This year’s Jerusalem Prize for literature will be awarded to the Norwegian author Karl Ove Knausgaard, who is known chiefly for “My Struggle,” a six-book series of autobiographical novels.
The prize is awarded every two years to a writer whose work, according to the website of the Jerusalem International Book Fair, best expresses and promotes the idea of “freedom of the individual in society.” The prize, which carries a $10,000 cash award, will be presented to Knausgaard during the fair.
This year's book fair will take place from June 11 to June 15. For the first time since it was established in 1963, it will be held concurrently with Hebrew Book Week. In another first, the fair is being organized in cooperation with the Book Publishers Association of Israel.
Local authors such as Meir Shalev, A.B. Yehoshua and Dorit Rabinyan will participate in the fair, alongside guests from abroad, who will include Philippe Claudel, Sacha Batthyany, Valter Hugo Mãe (Valter Hugo Lemos), Deborah Lipstadt and Jan Peter Bremer, among others. The writers, together with some 300 Israeli and foreign publishers, will hold writing workshops, activities for children and public meetings at a number of venues around the city.
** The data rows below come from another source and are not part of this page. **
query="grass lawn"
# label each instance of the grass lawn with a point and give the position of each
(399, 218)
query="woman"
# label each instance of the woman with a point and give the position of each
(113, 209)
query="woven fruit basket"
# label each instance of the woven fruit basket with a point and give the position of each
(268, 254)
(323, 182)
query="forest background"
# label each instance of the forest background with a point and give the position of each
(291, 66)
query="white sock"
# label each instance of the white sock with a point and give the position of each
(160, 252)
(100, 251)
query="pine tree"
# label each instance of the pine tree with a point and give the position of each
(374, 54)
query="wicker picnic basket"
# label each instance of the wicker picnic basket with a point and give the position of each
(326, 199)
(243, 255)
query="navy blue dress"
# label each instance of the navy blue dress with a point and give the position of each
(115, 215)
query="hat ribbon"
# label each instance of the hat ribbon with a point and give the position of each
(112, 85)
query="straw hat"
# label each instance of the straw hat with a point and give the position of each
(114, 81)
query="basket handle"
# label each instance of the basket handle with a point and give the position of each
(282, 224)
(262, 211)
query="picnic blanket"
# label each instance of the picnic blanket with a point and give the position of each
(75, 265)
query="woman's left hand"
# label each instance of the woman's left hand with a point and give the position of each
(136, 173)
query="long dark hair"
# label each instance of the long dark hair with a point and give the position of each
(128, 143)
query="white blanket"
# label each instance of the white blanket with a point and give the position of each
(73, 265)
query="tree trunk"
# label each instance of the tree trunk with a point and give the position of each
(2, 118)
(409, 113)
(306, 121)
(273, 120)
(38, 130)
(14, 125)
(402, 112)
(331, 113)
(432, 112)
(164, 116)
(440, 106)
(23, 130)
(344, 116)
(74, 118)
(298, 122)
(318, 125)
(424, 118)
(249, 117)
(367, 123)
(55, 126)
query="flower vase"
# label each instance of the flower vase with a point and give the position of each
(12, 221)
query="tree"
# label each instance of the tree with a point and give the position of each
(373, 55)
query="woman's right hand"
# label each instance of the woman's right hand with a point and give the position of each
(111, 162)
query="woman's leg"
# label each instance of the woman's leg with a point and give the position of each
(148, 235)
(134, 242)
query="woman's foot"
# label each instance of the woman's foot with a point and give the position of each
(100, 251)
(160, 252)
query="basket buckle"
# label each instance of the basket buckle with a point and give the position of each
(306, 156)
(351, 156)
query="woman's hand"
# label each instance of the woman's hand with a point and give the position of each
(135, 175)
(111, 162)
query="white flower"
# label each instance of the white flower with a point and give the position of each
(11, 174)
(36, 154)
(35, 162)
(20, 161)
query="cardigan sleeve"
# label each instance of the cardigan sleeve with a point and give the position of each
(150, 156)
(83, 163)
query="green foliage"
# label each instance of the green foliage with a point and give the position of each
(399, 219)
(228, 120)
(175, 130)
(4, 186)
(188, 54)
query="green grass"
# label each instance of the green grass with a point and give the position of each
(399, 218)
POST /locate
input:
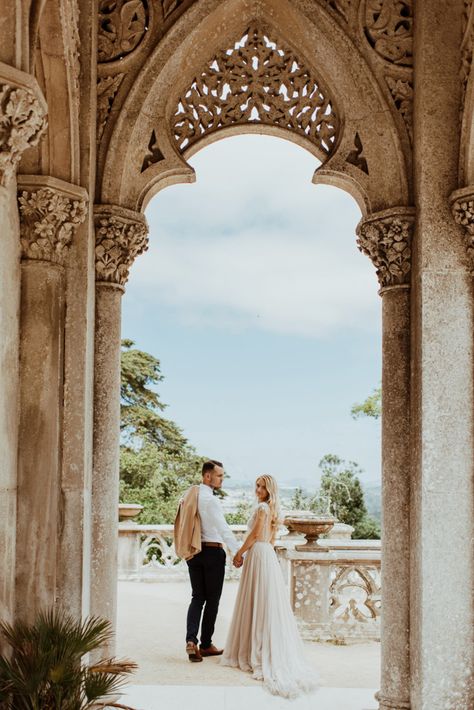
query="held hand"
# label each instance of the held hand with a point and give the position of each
(238, 561)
The most recent literature prize was awarded in 2015 to the Albanian author Ismail Kadare. Previous prize laureates include Ian McEwan, Mario Varga Llosa, Haruki Murakami, Susan Sontag and J.M. Coetzee.
Knausgaard, who was born in 1968, won literary fame with his first book, “Out of the World.” Published in 1998, it was awarded the Norwegian Critics Prize for Literature. His second novel, “A Time for Everything,” also won a number of awards, but it was “My Struggle,” published in Norwegian between 2009 and 2011, that brought Knausgaard international fame.
The project has been described as a literary and cultural force, and it has drawn admiring reviews, including a number of comparisons with Marcel Proust’s “In Search of Lost Time,” in respected publications worldwide.
The award ceremony will take place on the first day of the book fair, and in contrast to the fair’s other events, it will be closed to the public.